Tips Beli Wiremesh M8 Agar Nyaman di Proyek
Selain ngerti beratnya, kamu juga perlu memperhatikan beberapa hal supaya pembelian dan penggunaan wiremesh di proyek berjalan mulus:
🛠️ 1. Prioritaskan Produk yang Sesuai SNI
Wiremesh yang memenuhi standar SNI akan punya kualitas yang lebih konsisten. Ini penting biar kekuatan struktur dan hasil pengecoran beton kamu maksimal dan tahan lama.
Supplier seperti Jayasteel menyediakan wiremesh dengan kualitas terstandar sehingga kamu bisa percaya konsistensi diameternya dan kualitas lasnya.
📏 2. Perhatikan Diameter Sesungguhnya
Walau disebut M8, toleransi diameter bisa sedikit berbeda antara produsen. Pastikan memang mendekati 8 mm – kalau jauh di bawah itu, kekuatan struktur bisa berkurang.
🚚 3. Pertimbangkan Pengiriman & Handling
Karena beratnya cukup signifikan, pastikan supplier bisa bantu pengiriman sampai lokasi proyek kamu. Kadang ada jasa angkut dari supplier yang lebih murah dibanding sewa truk sendiri.

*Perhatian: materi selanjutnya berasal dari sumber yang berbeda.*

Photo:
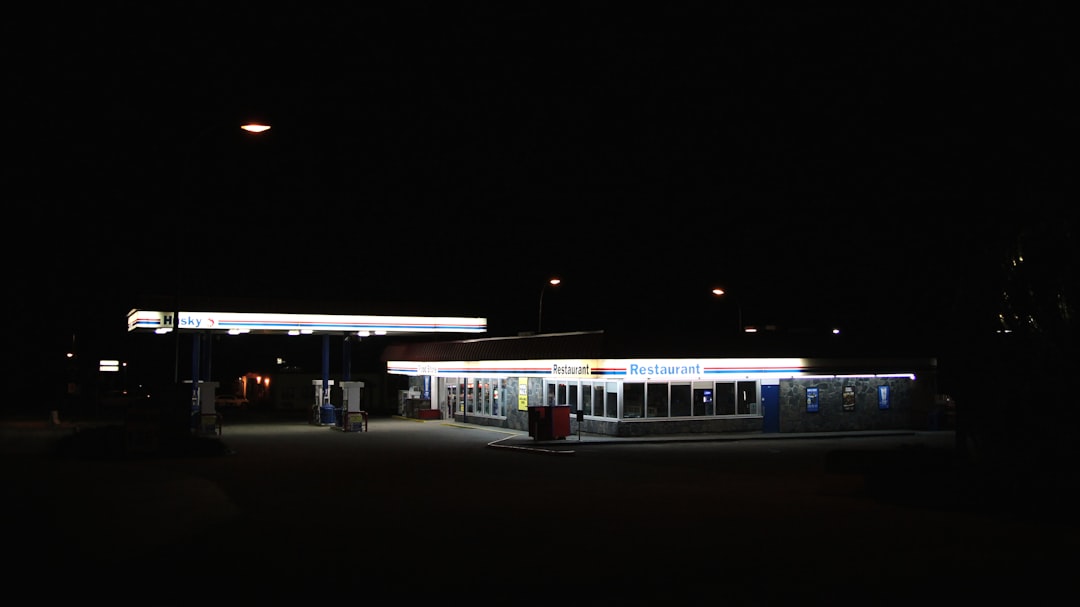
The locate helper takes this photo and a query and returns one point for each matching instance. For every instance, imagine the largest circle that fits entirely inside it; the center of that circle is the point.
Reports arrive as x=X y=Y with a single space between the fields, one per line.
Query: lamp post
x=719 y=293
x=255 y=129
x=552 y=282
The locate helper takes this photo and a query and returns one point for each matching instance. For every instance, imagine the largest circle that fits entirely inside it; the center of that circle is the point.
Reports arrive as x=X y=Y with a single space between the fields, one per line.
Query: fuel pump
x=353 y=417
x=322 y=412
x=207 y=420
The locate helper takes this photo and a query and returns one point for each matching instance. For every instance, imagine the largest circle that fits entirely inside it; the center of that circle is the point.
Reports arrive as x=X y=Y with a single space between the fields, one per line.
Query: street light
x=553 y=282
x=719 y=293
x=254 y=129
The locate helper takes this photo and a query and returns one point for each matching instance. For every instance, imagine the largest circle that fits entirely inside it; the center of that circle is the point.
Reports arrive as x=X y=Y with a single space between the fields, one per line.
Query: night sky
x=869 y=167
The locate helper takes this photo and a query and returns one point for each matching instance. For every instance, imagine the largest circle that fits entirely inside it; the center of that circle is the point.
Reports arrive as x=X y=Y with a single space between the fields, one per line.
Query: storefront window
x=633 y=400
x=680 y=400
x=657 y=394
x=725 y=396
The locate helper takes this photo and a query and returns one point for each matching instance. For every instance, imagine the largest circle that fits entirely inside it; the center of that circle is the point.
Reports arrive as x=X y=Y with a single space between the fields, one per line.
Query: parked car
x=226 y=401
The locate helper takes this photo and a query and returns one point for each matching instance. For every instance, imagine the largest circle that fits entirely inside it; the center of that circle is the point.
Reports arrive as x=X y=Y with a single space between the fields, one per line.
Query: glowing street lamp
x=719 y=293
x=552 y=282
x=255 y=129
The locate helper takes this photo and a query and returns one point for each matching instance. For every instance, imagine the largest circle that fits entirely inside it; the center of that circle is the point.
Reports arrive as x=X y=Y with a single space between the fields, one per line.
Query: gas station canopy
x=296 y=324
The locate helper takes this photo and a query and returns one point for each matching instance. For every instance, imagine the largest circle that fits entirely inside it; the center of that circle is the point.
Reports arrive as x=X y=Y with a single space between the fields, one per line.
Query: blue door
x=770 y=407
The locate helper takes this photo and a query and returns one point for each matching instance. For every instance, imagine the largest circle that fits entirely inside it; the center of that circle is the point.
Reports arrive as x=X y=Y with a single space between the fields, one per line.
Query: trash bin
x=549 y=422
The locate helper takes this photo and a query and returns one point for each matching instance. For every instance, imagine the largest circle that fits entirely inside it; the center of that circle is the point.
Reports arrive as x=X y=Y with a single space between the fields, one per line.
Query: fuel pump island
x=350 y=416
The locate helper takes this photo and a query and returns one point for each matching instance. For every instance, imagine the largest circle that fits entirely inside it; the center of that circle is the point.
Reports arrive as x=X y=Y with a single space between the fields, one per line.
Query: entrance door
x=770 y=407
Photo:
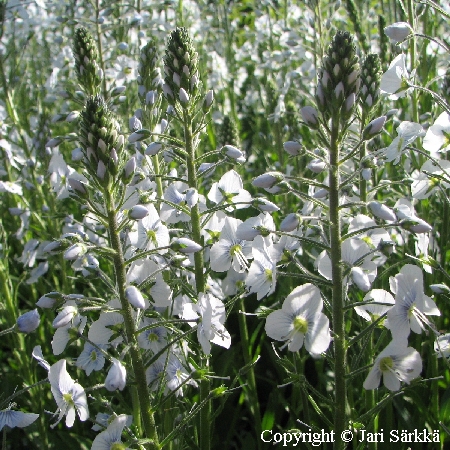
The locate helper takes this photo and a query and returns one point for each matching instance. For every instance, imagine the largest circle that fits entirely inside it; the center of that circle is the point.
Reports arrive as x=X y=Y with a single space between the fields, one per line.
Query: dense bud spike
x=181 y=65
x=338 y=78
x=99 y=137
x=370 y=82
x=85 y=53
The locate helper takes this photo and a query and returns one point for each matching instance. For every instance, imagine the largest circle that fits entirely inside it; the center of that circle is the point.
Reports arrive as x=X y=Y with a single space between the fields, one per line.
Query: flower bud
x=232 y=152
x=138 y=212
x=185 y=245
x=134 y=297
x=398 y=31
x=65 y=316
x=268 y=180
x=382 y=211
x=153 y=148
x=292 y=147
x=264 y=205
x=360 y=278
x=310 y=116
x=28 y=322
x=290 y=223
x=374 y=127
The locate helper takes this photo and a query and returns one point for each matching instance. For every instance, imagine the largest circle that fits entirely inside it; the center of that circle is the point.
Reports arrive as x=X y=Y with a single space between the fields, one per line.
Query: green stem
x=253 y=402
x=200 y=282
x=412 y=53
x=99 y=45
x=340 y=399
x=136 y=359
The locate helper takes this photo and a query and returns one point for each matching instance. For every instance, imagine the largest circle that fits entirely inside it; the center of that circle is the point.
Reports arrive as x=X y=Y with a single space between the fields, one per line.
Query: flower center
x=68 y=399
x=386 y=364
x=151 y=235
x=235 y=249
x=300 y=325
x=117 y=446
x=152 y=337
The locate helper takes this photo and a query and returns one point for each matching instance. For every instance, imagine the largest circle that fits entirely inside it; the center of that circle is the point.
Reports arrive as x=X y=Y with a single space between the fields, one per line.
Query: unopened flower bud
x=183 y=96
x=134 y=297
x=374 y=127
x=74 y=251
x=154 y=148
x=232 y=152
x=138 y=212
x=316 y=165
x=185 y=245
x=65 y=316
x=382 y=211
x=398 y=31
x=268 y=180
x=310 y=116
x=290 y=223
x=416 y=225
x=360 y=278
x=264 y=205
x=292 y=147
x=191 y=197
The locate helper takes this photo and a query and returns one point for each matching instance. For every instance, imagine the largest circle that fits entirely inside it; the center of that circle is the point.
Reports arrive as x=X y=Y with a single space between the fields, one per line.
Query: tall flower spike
x=370 y=82
x=85 y=53
x=149 y=78
x=339 y=78
x=100 y=140
x=181 y=68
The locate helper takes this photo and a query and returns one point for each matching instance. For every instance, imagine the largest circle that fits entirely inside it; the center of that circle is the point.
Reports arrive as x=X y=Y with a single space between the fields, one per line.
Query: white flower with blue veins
x=396 y=363
x=111 y=438
x=300 y=321
x=412 y=306
x=69 y=396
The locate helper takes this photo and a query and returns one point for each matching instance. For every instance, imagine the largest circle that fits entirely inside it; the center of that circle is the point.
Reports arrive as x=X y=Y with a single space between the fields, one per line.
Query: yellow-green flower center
x=68 y=399
x=235 y=249
x=386 y=364
x=118 y=446
x=300 y=324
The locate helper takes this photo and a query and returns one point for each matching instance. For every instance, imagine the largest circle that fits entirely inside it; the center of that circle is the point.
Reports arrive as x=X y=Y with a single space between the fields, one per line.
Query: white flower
x=230 y=251
x=261 y=279
x=411 y=304
x=13 y=419
x=111 y=437
x=28 y=322
x=392 y=80
x=91 y=358
x=437 y=137
x=442 y=346
x=301 y=321
x=210 y=314
x=407 y=132
x=396 y=363
x=69 y=396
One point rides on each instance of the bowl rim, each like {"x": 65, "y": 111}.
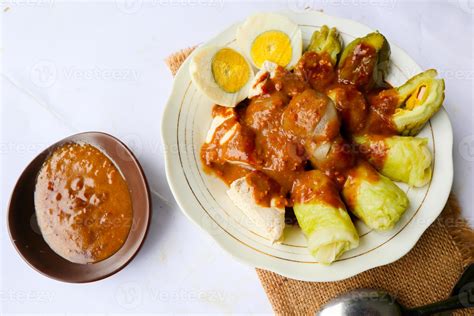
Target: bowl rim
{"x": 134, "y": 159}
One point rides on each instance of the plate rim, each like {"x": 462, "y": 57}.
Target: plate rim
{"x": 175, "y": 178}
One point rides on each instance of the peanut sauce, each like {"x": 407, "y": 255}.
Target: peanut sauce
{"x": 274, "y": 129}
{"x": 83, "y": 204}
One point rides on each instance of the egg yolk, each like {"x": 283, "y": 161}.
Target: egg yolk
{"x": 273, "y": 46}
{"x": 230, "y": 70}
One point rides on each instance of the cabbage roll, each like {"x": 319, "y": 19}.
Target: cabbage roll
{"x": 373, "y": 198}
{"x": 322, "y": 216}
{"x": 406, "y": 159}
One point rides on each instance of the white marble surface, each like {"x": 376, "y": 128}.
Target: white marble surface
{"x": 98, "y": 65}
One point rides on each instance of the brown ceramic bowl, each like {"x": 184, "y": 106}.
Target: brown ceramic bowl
{"x": 25, "y": 233}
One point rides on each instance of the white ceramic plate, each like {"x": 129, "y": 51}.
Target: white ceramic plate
{"x": 203, "y": 197}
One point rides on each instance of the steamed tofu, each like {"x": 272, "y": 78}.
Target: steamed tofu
{"x": 267, "y": 72}
{"x": 235, "y": 142}
{"x": 270, "y": 220}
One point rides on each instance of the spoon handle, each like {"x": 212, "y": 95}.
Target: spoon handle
{"x": 462, "y": 300}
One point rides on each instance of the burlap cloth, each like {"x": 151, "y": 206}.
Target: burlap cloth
{"x": 426, "y": 274}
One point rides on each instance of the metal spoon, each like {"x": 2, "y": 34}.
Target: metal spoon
{"x": 377, "y": 302}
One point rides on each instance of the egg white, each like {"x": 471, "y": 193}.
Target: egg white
{"x": 200, "y": 69}
{"x": 260, "y": 23}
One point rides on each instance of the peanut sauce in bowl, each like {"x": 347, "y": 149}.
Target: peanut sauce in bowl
{"x": 83, "y": 204}
{"x": 81, "y": 209}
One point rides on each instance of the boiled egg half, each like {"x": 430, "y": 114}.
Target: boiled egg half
{"x": 222, "y": 74}
{"x": 270, "y": 37}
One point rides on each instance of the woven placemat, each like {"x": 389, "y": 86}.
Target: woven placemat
{"x": 426, "y": 274}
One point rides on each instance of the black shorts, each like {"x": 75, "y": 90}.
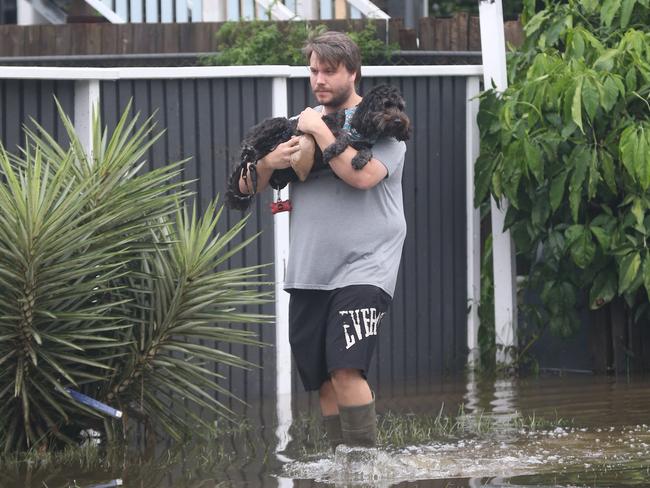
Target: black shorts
{"x": 334, "y": 329}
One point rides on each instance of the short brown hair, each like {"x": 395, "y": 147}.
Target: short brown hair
{"x": 334, "y": 48}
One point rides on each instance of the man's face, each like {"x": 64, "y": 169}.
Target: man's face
{"x": 332, "y": 85}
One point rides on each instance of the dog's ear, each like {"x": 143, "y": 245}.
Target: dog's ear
{"x": 248, "y": 153}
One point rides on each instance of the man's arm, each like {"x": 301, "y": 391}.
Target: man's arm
{"x": 279, "y": 158}
{"x": 369, "y": 176}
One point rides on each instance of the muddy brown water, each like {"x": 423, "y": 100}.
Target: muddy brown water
{"x": 587, "y": 431}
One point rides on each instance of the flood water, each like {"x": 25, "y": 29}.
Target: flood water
{"x": 570, "y": 430}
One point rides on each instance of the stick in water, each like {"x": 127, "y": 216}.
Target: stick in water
{"x": 91, "y": 402}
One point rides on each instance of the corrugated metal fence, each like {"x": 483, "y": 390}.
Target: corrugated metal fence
{"x": 205, "y": 119}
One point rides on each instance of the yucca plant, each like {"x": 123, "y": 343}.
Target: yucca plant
{"x": 110, "y": 286}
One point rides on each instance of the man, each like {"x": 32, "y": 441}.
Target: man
{"x": 347, "y": 233}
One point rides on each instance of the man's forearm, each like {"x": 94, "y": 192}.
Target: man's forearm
{"x": 365, "y": 178}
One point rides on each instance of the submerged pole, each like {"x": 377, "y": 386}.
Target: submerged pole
{"x": 495, "y": 74}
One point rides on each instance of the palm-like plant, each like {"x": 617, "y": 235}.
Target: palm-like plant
{"x": 109, "y": 285}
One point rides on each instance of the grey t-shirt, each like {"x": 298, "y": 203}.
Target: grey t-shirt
{"x": 343, "y": 236}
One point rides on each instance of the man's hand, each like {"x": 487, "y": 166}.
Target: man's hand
{"x": 280, "y": 157}
{"x": 310, "y": 121}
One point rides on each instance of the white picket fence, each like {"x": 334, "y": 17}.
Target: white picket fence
{"x": 154, "y": 11}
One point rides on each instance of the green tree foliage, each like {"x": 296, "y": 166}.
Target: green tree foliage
{"x": 110, "y": 285}
{"x": 568, "y": 145}
{"x": 260, "y": 42}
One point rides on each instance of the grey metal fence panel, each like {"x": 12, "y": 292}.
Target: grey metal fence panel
{"x": 425, "y": 335}
{"x": 22, "y": 100}
{"x": 205, "y": 120}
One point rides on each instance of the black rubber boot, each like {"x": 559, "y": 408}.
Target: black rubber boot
{"x": 332, "y": 424}
{"x": 359, "y": 425}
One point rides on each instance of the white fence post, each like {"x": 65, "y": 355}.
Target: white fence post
{"x": 473, "y": 221}
{"x": 86, "y": 101}
{"x": 281, "y": 239}
{"x": 493, "y": 48}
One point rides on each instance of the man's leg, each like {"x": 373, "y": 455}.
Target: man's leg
{"x": 356, "y": 407}
{"x": 330, "y": 411}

💡 4. Konsultasi Perhitungan Kebutuhan
Kalau kamu baru pertama kali ngitung kebutuhan material beton, gak ada salahnya tanya ke tim supplier atau profesional konstruksi. Mereka bisa bantu cek hitungan kamu supaya nggak kekurangan atau malah kebanyakan material.
Wiremesh M8 – Pilihan Tepat untuk Proyek Menengah ke Atas
Kalau kita simpulkan:
-
Wiremesh M8 cocok buat proyek yang butuh kekuatan lebih dibanding M6 atau M5.
-
Berat wiremesh M8 sekitar ±5,45 kg/m², atau ±61,79 kg per lembar ukuran 2,1 m × 5,4 m.
Dengan ngerti berat ini, kamu bisa:
✨ Rencanain
logistik
dan anggaran dengan lebih matang
✨ Hitung kebutuhan material tanpa
overbudget
✨ Punya gambaran jelas untuk tenaga kerja di lapangan
Dan yang paling penting – ketika proyek kamu berjalan, gak ada kejutan dari material yang gak sesuai perhitungan berat. Ini adalah salah satu bentuk perencanaan cerdas yang sering banget dilupakan orang, tapi justru bikin beda besar di hasil akhir.